CLEWISTON — There’s a slew of good reasons why Marlin Vaughn, himself a product of the Harlem area, has been recognized with a “Champions Award.”
Some of them have names — those of people who’ve been given extra bootstraps to clutch at and pull themselves into better lives through something called the Joseph Project 863.
Mr. Vaughn started the organization a few years ago to help local high school students pursue jobs in high paying, highly skilled trades, he said, as an article published by U.S. Sugar Corp. reported after he celebrated a grand opening for its new facilities at Harlem Academy.
The article explained: “U.S. Sugar has partnered with Joseph Project 863 to sponsor a scholarship for a student to attend trade school. Other program supporters include Disney World, Walmart and the H.E. Hill Foundation.”
Aug. 15, 2016, was a “great day in the short history of the Joseph Project 863 Inc.
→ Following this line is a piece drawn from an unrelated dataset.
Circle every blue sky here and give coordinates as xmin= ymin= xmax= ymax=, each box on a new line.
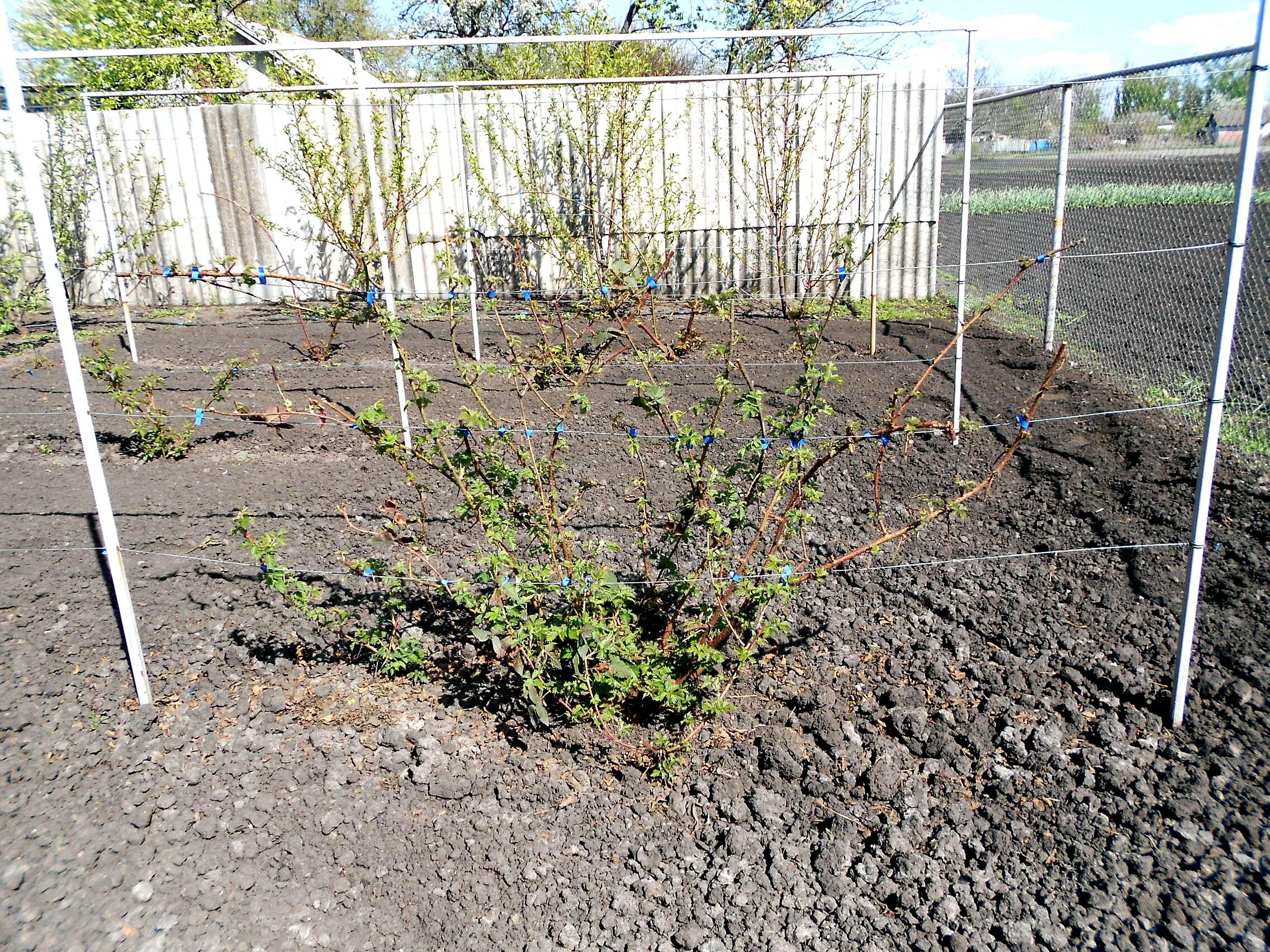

It was an honor for us as an organization to write our first scholarships to five worthy residents in our community to attending welding school in Clewiston. It is our goal as an organization to assist our fellow citizens in retooling their careers for the workforce of tomorrow. We count it an honor to serve this great community and we want you to know that this is just the beginning.”
That’s the promise made in one of the other articles on their website, josephproject863inc.com.
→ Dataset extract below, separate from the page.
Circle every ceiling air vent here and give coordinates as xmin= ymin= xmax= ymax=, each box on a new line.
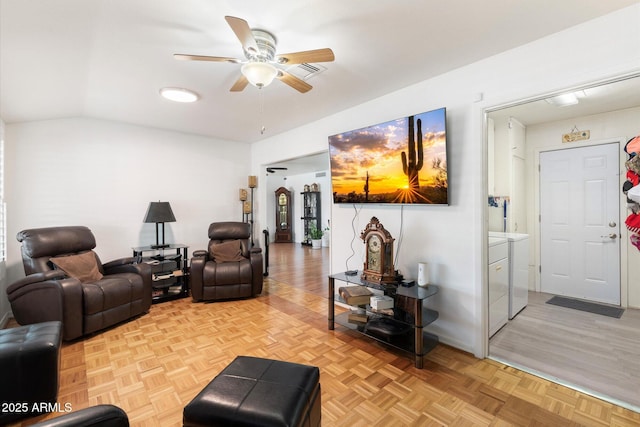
xmin=287 ymin=62 xmax=327 ymax=80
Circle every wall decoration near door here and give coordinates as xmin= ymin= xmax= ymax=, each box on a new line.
xmin=275 ymin=187 xmax=293 ymax=243
xmin=622 ymin=135 xmax=640 ymax=250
How have they fulfilled that pledge?
Just read part of Mr. Vaughn’s biography as it appeared in the program for the Southwest Florida Workforce Development Board’s annual awards ceremony Sept. 6, where he took one of the top 2019 awards:
“Marlin Vaughn, a Clewiston native, grew up in the Harlem rural neighborhood, graduated from Clewiston High School, married his childhood sweetheart, served in the U.S. Navy, and presently works as a power plant operator and turbine generator mechanic for Walt Disney World in Orlando.
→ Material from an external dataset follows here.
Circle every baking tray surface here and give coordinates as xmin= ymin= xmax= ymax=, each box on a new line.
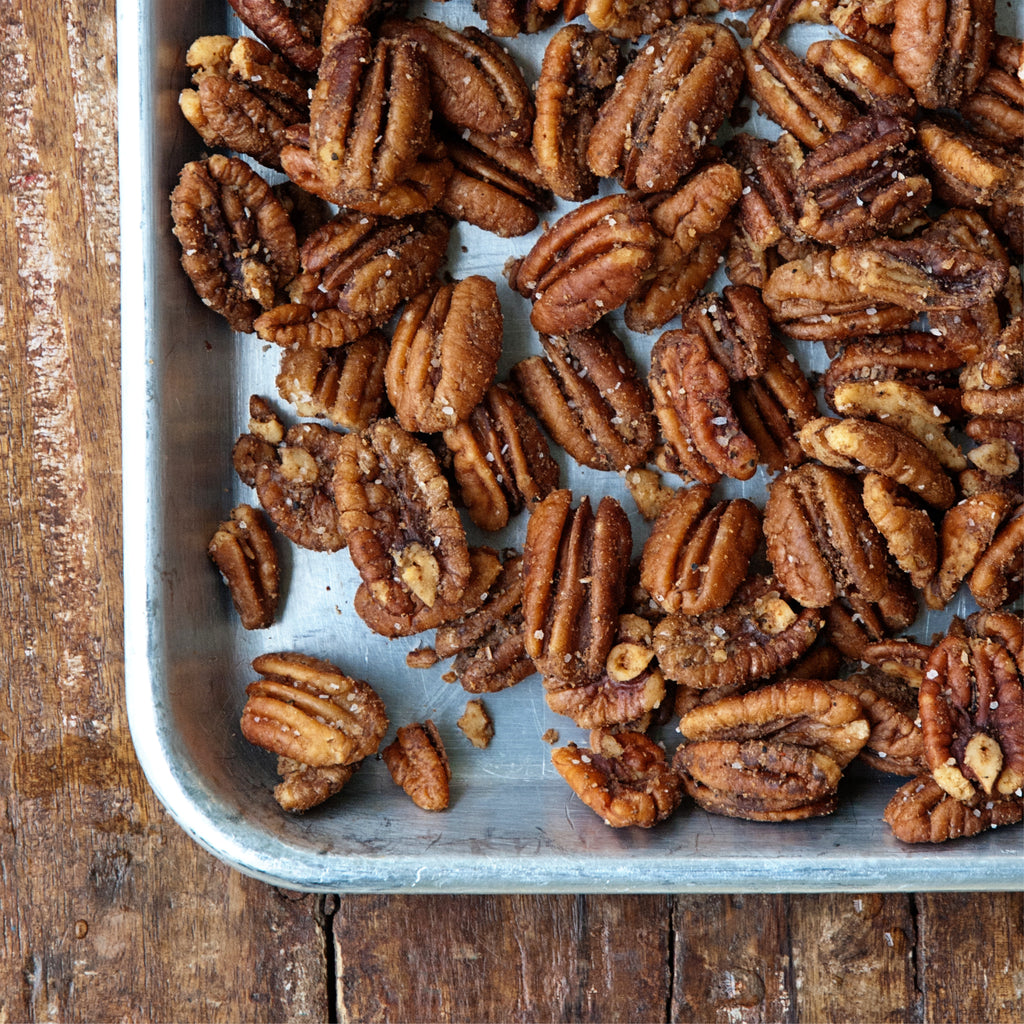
xmin=118 ymin=0 xmax=1024 ymax=893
“Marlin is the founder of the Joseph Project 863. Established in 2013, the program provides assistance to low-income workers, unemployed individuals, out-of-school youth, and newly graduating high school students. The project manages grants and scholarships to help individuals attend area trade schools. In the surrounding area, students can attend Fort Myers Technical College, Immokalee Technical College, Palm Beach State College, Florida Southwestern State College, and Hendry County Adult School. Marlin has made it a point to visit, interact, and be in regular contact with each of these schools. He has made limitless donations in equipment to each of the technical trades.
“His program is supported by volunteers who offer students after-school tutoring in math, reading, science, and ACT test preparation. He takes a special interest in the volunteers and has also offered them scholarships.”